Biblia

Bosanquet, Bernard

Bosanquet, Bernard

Bosanquet, Bernard

(1848-1923) Neo-Hegelian idealist, regards Reality as a single individual all-embracing, completely rational experience, combining universality and concreteness. It alone exists. All other particulars — minds or things — are only partially concrete, individual and real. The incidental, incomplete, dependent and only partially existent character of finite consciousness is shown by the reaching, seeking character of all its activities, sense-perceptions, thought, moral action, and even aesthetic contemplation — all of which indicate that self-realization means self-abandonment to something larger than the self.

This something larger is the cosmic drama written, staged, and acted by the Absolute, who is artist and actor as well as a rational intelligence, intent no less upon dramatic than upon intelligible unity and self-expression. The world-process is tragic, witness the sin and suffering and imperfection with which it is fraught.
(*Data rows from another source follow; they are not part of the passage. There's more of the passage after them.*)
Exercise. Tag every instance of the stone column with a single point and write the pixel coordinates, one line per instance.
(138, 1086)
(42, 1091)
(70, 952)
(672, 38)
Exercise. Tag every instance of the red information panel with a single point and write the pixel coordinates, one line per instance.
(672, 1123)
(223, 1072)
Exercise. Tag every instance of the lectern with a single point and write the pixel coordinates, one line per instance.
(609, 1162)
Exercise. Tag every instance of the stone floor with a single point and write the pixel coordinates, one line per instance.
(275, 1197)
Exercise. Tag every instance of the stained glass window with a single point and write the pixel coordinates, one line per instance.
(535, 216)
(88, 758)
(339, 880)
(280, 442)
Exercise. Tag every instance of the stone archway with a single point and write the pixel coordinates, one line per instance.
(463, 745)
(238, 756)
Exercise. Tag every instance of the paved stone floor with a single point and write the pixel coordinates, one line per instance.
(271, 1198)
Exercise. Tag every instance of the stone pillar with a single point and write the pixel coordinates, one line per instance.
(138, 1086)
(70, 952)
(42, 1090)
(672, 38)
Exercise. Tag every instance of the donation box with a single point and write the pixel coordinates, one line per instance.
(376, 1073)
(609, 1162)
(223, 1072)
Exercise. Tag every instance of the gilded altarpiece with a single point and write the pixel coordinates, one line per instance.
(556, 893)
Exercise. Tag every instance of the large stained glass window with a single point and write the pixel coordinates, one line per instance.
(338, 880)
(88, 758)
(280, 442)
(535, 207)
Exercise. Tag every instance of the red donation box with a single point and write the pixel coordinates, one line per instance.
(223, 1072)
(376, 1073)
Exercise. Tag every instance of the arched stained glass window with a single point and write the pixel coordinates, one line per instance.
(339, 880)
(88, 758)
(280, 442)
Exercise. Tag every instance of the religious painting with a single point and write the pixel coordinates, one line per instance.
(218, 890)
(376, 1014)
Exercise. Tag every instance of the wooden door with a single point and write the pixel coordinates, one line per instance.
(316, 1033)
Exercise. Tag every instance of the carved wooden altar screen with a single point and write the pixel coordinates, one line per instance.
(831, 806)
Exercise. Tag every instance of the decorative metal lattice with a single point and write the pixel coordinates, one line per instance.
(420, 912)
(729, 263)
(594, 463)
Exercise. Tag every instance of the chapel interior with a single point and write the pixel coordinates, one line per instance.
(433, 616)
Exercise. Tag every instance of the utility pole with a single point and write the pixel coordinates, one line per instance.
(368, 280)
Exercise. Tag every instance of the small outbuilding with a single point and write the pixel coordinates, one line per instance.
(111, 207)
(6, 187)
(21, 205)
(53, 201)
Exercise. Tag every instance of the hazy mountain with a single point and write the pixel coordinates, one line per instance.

But in the infinite tragedy, as well as in the tragedies composed by men, evil is contributory to the perfection of the whole, and, when seen and accepted as such by the finite individual, not only loses its sting but produces a “catharsis” of his attitude towards it, in which he cheerfully accepts it, battles with it, and finds his triumph over it in nobly enduring it. This “catharsis,” identifying him as it does with the meaning of the life of the Absolute, is his peace and his salvation. Main worksLogic, 1888; The Philosophical Theory of the State, 1899; Value and Destiny of the Individual, 1913. — B.A.G.F.